More than 2 million individuals die worldwide each year because they don’t have access to renal replacement therapy, a recent Lancet study suggested (1). In many low- and middle-income countries, patients cannot afford or don’t have access to dialysis or transplant, said Peter Kotanko, MD, research director at the Renal Research Institute in New York.
“There is clearly a great unmet need,” Kotanko said. “The main reason why dialysis is not delivered in these areas is because of the high cost.”
Now, mathematical modeling data suggest that it may be possible to use a healthy volunteer’s kidneys in lieu of dialysis.
Kotanko and his colleagues are exploring whether it would be possible to replace the need for a dialysis machine by creating a simple machine that would allow a buddy to filter toxins from a kidney patient’s blood through a dialysis membrane with their own healthy kidneys, a process they call allo-hemodialysis.
Using mathematical modeling data, the group demonstrated that it would be possible to achieve adequate urea clearance from a 20 kg child through four 4-hour dialysis sessions with a healthy 70 kg adult. For an adult buddy to provide urea clearance for another adult, it would take 6 weekly sessions, the modeling suggested. Kotanko presented some of the group’s findings at ASN Kidney Week 2018.
The results are just the first step in many that would be needed to validate such an experimental treatment paradigm. Kotanko and his colleagues are currently doing laboratory experiments to determine the best strategies for anticoagulation in allo-hemodialysis. They hope to test allo-hemodialysis in animal studies next year.
“This is an amazingly clever idea,” said Roger Rodby, MD, professor of nephrology at Rush University Medical Center in Chicago. Rodby, who was not affiliated with the work, noted that many breakthroughs in medicine come from “out of the box” thinking.
Rodby cautioned, however, that the model focused on urea, the main toxin removed by dialysis. He noted that dialysis also performs other functions such as removing potassium and supplying bicarbonate, and it is not clear whether you could remove enough potassium or supply enough bicarbonate through allo-hemodialysis.
“Modeling should be done for the other ions [like potassium and bicarbonate] that you are affecting with a dialysis treatment to see if an expected balance could be achieved during the same treatment that modeling showed was effective for urea,” Rodby suggested.
He noted there may be other practical challenges as well, including potential bloodborne transmission of viruses or transfer of medications from one person to another.
“Putting two people on dialysis simultaneously would not be easy,” Rodby said. “The person with normal kidney function would have to sit there for 3 to 4 hours 4 times a week. That is a lot to ask anyone, but might be preferred to death of a loved one.”
Ethical issues for buddy dialysis
In addition to validating that such a model would work, there are ethical issues that would need to be addressed. These would include the potential risks to the health of the buddy, such as potential exposure to viruses or catheter-related complications.
To address whether it was ethical to further continue the research, Kontanko consulted Nicholas Steneck, PhD, a professor emeritus of history at the University of Michigan and a research integrity consultant. In an e-mail interview, Steneck noted that allo-hemodialysis is still in the development stages, and it is too early to assess many questions about the potential risks and benefits at this point.

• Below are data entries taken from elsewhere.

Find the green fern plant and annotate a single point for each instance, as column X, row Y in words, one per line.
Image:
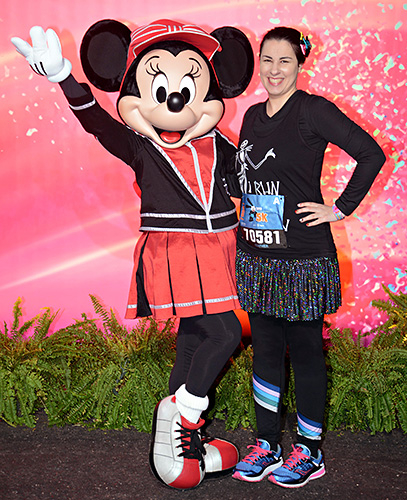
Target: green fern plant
column 21, row 377
column 367, row 381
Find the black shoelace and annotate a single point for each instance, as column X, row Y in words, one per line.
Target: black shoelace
column 191, row 444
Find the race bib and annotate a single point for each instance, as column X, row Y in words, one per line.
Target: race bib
column 261, row 221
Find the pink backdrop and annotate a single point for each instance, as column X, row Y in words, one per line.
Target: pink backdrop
column 69, row 215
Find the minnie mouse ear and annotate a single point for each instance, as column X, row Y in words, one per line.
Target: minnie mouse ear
column 104, row 54
column 234, row 64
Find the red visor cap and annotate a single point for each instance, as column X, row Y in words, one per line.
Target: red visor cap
column 164, row 29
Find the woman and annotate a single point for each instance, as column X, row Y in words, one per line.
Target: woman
column 287, row 268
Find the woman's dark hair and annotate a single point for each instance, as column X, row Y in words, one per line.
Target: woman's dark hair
column 300, row 44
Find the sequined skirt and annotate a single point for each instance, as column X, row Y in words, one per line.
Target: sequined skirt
column 297, row 289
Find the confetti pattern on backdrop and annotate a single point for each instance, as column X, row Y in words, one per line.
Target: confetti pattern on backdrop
column 69, row 215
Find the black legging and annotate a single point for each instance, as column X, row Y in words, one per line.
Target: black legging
column 204, row 345
column 271, row 337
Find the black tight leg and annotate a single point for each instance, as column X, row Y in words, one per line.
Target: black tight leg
column 271, row 337
column 204, row 345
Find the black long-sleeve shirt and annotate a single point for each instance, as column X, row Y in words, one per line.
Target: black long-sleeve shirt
column 279, row 163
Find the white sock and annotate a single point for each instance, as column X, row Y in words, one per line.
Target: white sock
column 190, row 406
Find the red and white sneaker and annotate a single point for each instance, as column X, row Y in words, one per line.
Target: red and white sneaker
column 220, row 456
column 176, row 452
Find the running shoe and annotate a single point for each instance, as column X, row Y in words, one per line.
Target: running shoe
column 220, row 456
column 260, row 462
column 299, row 468
column 177, row 451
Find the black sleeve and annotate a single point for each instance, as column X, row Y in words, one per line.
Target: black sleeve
column 118, row 139
column 227, row 167
column 326, row 123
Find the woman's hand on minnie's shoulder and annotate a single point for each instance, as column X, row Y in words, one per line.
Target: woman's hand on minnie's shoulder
column 318, row 213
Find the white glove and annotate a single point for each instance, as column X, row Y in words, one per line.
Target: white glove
column 45, row 55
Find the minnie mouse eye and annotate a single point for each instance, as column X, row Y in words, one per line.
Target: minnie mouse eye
column 159, row 88
column 187, row 89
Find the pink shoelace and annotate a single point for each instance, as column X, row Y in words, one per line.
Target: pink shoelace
column 295, row 458
column 257, row 452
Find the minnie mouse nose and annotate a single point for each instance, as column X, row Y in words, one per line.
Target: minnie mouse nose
column 176, row 102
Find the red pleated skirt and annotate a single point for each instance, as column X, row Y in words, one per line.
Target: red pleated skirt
column 183, row 274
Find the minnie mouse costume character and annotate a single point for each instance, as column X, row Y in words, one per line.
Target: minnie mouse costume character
column 171, row 79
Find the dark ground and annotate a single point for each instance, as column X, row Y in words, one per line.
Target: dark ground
column 73, row 463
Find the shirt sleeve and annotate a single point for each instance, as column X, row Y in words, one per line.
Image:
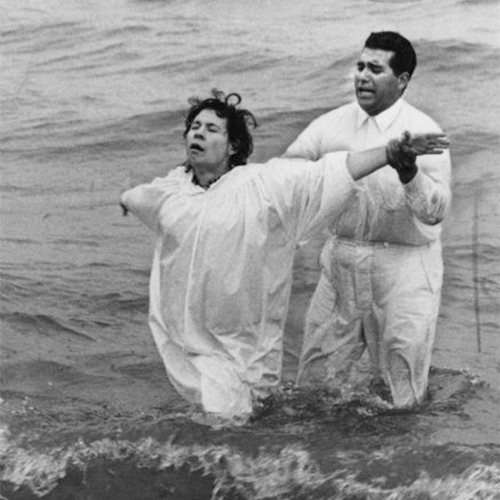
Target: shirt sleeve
column 428, row 194
column 145, row 201
column 307, row 195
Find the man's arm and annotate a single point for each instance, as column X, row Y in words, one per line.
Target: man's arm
column 427, row 186
column 399, row 153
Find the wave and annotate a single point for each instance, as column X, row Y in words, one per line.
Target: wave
column 120, row 469
column 324, row 449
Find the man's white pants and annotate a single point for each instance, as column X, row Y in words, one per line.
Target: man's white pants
column 375, row 296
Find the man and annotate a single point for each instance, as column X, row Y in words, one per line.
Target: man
column 381, row 270
column 226, row 236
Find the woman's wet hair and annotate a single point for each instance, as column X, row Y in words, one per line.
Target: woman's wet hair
column 238, row 122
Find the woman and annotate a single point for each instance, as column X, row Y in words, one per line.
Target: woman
column 226, row 238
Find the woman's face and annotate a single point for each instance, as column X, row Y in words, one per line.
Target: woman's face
column 207, row 142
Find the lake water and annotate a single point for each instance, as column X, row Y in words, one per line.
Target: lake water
column 95, row 92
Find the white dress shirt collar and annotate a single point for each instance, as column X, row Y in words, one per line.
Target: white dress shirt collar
column 383, row 119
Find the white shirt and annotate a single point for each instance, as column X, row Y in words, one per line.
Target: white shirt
column 382, row 208
column 222, row 268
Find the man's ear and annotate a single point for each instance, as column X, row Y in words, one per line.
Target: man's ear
column 403, row 80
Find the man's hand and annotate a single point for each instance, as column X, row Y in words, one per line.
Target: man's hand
column 402, row 153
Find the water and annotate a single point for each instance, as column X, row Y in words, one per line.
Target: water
column 93, row 93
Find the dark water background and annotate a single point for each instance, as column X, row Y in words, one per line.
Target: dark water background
column 95, row 92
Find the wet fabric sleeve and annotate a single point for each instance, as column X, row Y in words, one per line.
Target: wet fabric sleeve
column 308, row 194
column 428, row 194
column 145, row 201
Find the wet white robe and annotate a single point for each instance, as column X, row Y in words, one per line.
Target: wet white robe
column 222, row 270
column 381, row 271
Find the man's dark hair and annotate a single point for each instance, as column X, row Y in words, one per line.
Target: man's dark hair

“AlloHD does raise ethical questions, but in my view, none would suggest that further research should not be undertaken,” Steneck said. “Given the magnitude of the problem being addressed—millions of individuals who do not have access to renal replacement therapy—there would seem to be an ethical mandate to explore other treatment options. Also, given the fact that access to treatment clearly depends on economic status, there would also seem to be an ethical mandate to explore options that will serve developing countries.”

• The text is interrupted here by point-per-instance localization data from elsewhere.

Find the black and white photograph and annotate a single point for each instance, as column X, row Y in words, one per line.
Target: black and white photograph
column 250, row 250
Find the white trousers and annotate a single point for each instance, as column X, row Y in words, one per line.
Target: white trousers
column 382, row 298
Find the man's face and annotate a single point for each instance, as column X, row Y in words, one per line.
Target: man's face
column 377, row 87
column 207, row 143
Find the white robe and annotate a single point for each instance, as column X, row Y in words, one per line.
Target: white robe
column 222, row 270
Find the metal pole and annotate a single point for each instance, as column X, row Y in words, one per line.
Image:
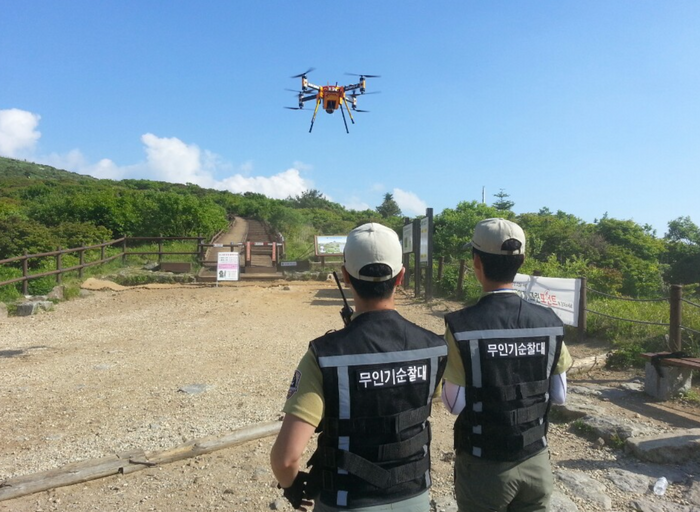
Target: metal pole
column 675, row 342
column 429, row 270
column 58, row 265
column 25, row 273
column 582, row 306
column 416, row 257
column 406, row 260
column 460, row 277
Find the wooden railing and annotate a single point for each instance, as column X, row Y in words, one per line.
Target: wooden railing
column 124, row 252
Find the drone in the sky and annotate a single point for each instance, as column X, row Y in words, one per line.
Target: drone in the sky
column 333, row 97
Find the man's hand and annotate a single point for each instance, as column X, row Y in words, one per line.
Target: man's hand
column 296, row 492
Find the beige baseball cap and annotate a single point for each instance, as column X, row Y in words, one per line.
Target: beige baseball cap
column 491, row 234
column 373, row 243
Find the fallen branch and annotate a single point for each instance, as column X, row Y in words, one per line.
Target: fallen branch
column 129, row 462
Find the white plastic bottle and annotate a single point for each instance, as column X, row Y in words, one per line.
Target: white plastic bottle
column 660, row 486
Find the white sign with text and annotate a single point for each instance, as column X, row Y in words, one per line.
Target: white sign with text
column 562, row 295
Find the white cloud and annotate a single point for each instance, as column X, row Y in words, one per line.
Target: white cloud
column 279, row 186
column 167, row 159
column 355, row 203
column 409, row 202
column 18, row 133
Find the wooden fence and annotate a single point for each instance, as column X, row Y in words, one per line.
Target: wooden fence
column 124, row 252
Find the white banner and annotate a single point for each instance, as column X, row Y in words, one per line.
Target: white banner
column 227, row 266
column 560, row 294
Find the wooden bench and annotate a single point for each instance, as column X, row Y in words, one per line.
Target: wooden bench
column 675, row 379
column 683, row 362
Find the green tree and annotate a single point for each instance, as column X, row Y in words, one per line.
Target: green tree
column 682, row 252
column 454, row 227
column 503, row 204
column 389, row 207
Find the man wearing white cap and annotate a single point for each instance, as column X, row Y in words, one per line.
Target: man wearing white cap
column 368, row 389
column 506, row 365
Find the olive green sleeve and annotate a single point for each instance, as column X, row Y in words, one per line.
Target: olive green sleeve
column 305, row 396
column 565, row 360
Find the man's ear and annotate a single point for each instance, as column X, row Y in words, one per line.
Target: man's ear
column 346, row 276
column 477, row 262
column 400, row 276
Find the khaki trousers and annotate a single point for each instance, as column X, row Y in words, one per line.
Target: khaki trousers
column 489, row 486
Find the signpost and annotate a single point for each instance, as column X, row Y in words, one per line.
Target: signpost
column 227, row 267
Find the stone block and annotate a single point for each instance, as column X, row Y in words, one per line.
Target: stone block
column 672, row 381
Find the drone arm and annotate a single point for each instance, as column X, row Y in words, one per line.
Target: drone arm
column 342, row 111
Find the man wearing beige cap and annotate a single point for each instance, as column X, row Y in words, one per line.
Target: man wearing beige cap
column 368, row 389
column 506, row 365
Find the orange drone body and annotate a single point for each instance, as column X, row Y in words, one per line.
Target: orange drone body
column 332, row 97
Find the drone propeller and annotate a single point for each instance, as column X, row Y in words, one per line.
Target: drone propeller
column 300, row 75
column 364, row 76
column 355, row 95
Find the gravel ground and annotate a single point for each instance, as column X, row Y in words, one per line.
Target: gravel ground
column 109, row 373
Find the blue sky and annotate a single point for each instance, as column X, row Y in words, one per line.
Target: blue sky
column 585, row 107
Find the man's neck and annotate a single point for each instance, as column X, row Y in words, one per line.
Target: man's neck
column 363, row 306
column 492, row 286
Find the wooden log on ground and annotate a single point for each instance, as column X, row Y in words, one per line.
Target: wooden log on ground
column 129, row 462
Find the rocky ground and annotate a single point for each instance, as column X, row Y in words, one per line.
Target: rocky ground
column 151, row 368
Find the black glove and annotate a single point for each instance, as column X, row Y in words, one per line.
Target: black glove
column 295, row 492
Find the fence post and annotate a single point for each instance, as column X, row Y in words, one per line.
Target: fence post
column 416, row 257
column 429, row 269
column 25, row 273
column 582, row 306
column 675, row 342
column 460, row 277
column 58, row 265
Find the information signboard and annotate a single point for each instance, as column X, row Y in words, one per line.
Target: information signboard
column 227, row 266
column 407, row 240
column 330, row 245
column 562, row 295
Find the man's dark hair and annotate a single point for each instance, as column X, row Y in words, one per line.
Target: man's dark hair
column 374, row 290
column 500, row 268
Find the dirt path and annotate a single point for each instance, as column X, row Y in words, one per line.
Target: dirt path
column 149, row 368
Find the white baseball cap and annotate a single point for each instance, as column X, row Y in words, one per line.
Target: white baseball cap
column 373, row 243
column 491, row 234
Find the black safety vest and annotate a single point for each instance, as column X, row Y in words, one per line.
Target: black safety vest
column 379, row 376
column 509, row 348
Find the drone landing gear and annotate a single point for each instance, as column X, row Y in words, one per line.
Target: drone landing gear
column 313, row 118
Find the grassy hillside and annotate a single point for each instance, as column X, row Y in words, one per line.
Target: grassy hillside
column 11, row 168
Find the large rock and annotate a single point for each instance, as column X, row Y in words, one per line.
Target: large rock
column 667, row 382
column 614, row 430
column 585, row 487
column 678, row 447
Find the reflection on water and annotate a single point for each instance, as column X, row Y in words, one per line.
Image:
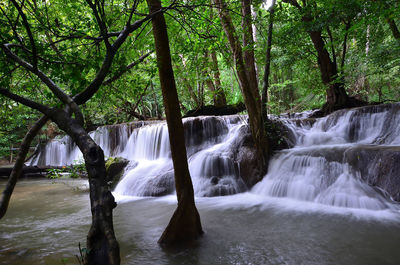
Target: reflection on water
column 46, row 221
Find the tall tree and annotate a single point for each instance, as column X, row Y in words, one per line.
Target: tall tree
column 185, row 223
column 336, row 95
column 245, row 69
column 268, row 60
column 102, row 246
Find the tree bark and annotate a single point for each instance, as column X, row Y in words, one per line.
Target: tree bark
column 219, row 96
column 393, row 27
column 267, row 68
column 185, row 223
column 102, row 246
column 19, row 163
column 251, row 97
column 248, row 44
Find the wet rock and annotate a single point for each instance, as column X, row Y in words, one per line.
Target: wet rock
column 378, row 166
column 250, row 169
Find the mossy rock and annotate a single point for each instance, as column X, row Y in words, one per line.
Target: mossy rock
column 115, row 169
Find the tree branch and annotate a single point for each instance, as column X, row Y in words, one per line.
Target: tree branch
column 19, row 163
column 27, row 102
column 28, row 30
column 126, row 69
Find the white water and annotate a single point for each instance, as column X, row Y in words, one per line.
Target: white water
column 315, row 170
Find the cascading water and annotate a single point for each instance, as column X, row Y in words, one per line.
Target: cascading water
column 208, row 141
column 346, row 159
column 319, row 167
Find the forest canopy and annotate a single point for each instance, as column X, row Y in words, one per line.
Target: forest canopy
column 362, row 38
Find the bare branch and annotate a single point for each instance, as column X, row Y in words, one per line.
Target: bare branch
column 27, row 102
column 293, row 3
column 19, row 163
column 28, row 30
column 126, row 69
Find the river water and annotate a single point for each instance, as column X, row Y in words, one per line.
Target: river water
column 47, row 219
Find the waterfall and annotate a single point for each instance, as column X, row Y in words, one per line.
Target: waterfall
column 209, row 143
column 320, row 168
column 347, row 159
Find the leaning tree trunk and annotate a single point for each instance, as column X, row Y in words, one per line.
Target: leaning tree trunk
column 252, row 98
column 185, row 223
column 336, row 96
column 248, row 53
column 19, row 163
column 219, row 97
column 102, row 245
column 267, row 68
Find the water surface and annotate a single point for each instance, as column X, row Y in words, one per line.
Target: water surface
column 47, row 220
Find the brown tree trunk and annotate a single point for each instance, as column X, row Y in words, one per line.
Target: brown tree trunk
column 219, row 97
column 252, row 98
column 248, row 44
column 267, row 64
column 336, row 96
column 19, row 163
column 102, row 246
column 185, row 223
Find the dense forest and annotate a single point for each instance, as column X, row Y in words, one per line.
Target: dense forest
column 360, row 37
column 68, row 68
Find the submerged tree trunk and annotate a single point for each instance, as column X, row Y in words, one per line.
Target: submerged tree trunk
column 267, row 68
column 336, row 96
column 185, row 223
column 19, row 163
column 219, row 96
column 251, row 98
column 248, row 53
column 102, row 246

Steneck cautioned, however, that final judgments on ethics cannot be made until more research is completed on this intervention.
If the experimental technique is able to clear the next hurdles in research and development, Kotanko envisions that allo-hemodialysis sessions could be done at home using a very simple, inexpensive machine.

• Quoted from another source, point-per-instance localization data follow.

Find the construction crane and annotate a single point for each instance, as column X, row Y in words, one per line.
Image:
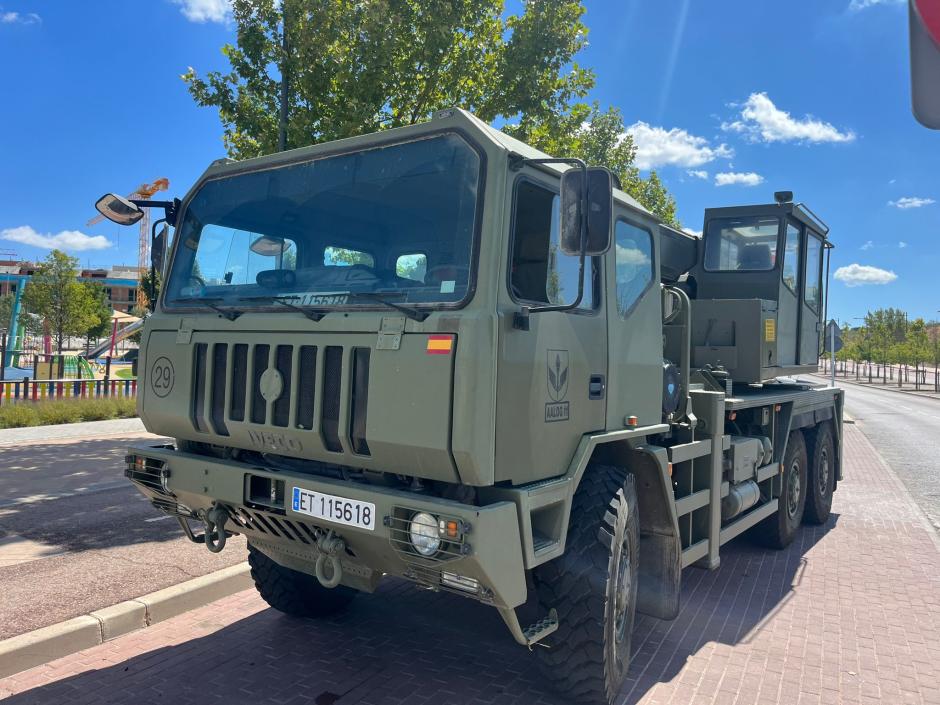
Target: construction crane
column 143, row 192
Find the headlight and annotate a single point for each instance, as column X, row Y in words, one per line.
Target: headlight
column 424, row 534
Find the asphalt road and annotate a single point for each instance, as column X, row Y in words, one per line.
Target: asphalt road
column 906, row 431
column 75, row 536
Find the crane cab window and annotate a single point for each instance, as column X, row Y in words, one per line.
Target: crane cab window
column 746, row 244
column 812, row 285
column 791, row 257
column 540, row 271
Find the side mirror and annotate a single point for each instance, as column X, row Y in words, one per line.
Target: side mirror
column 158, row 249
column 594, row 188
column 118, row 210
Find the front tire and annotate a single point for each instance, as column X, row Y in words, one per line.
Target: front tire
column 779, row 529
column 292, row 592
column 822, row 476
column 593, row 586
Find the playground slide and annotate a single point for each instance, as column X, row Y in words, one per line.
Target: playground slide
column 104, row 346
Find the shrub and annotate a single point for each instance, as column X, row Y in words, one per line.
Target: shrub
column 17, row 416
column 52, row 412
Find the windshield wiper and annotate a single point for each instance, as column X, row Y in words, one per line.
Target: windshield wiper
column 314, row 314
column 380, row 297
column 211, row 302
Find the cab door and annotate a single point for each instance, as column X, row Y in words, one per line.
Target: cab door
column 545, row 398
column 811, row 298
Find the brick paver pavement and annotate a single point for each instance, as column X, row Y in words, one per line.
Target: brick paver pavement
column 850, row 613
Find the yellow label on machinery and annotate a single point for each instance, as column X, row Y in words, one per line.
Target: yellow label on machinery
column 770, row 330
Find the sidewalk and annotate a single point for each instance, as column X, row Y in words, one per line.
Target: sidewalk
column 850, row 613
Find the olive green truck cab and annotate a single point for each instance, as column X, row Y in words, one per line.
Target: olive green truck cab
column 437, row 354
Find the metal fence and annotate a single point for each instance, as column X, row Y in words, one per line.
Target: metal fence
column 30, row 390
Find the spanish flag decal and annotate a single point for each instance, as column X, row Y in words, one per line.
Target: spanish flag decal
column 440, row 344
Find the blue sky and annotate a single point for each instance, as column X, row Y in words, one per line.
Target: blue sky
column 730, row 101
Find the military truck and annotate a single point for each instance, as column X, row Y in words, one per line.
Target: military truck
column 438, row 354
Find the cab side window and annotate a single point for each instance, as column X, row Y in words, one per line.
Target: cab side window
column 791, row 257
column 540, row 271
column 634, row 264
column 812, row 291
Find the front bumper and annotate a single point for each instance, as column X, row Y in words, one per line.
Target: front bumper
column 485, row 562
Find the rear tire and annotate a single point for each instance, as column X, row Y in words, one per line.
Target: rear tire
column 292, row 592
column 593, row 587
column 777, row 530
column 821, row 476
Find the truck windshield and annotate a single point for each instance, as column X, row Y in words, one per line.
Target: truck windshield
column 746, row 244
column 396, row 221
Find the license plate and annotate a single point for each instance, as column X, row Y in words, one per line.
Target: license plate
column 338, row 510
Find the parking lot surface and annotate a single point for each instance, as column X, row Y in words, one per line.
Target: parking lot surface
column 849, row 613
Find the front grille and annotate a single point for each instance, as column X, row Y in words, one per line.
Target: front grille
column 325, row 390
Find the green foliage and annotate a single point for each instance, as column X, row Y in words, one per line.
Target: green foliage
column 67, row 306
column 599, row 138
column 65, row 411
column 354, row 67
column 889, row 337
column 102, row 311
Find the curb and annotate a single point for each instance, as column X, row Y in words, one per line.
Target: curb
column 35, row 648
column 885, row 387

“We’re envisioning that the practical challenges will be much less compared to current home dialysis [options].”
So far, Kotanko said that colleagues he has spoken to in several countries including Taiwan, Sudan, and Mexico have been very receptive to the idea given its low cost and simple technology, although he acknowledged not all cultures may be accepting of the idea. He hopes the technology could ultimately provide a treatment option for patients without access to hemodialysis or transplant.
“It’s really about increasing choices,” he said.
Lianage T, et al.. Worldwide access to treatment for end-stage kidney disease: a systematic review. Lancet 2015; 14:61601–9.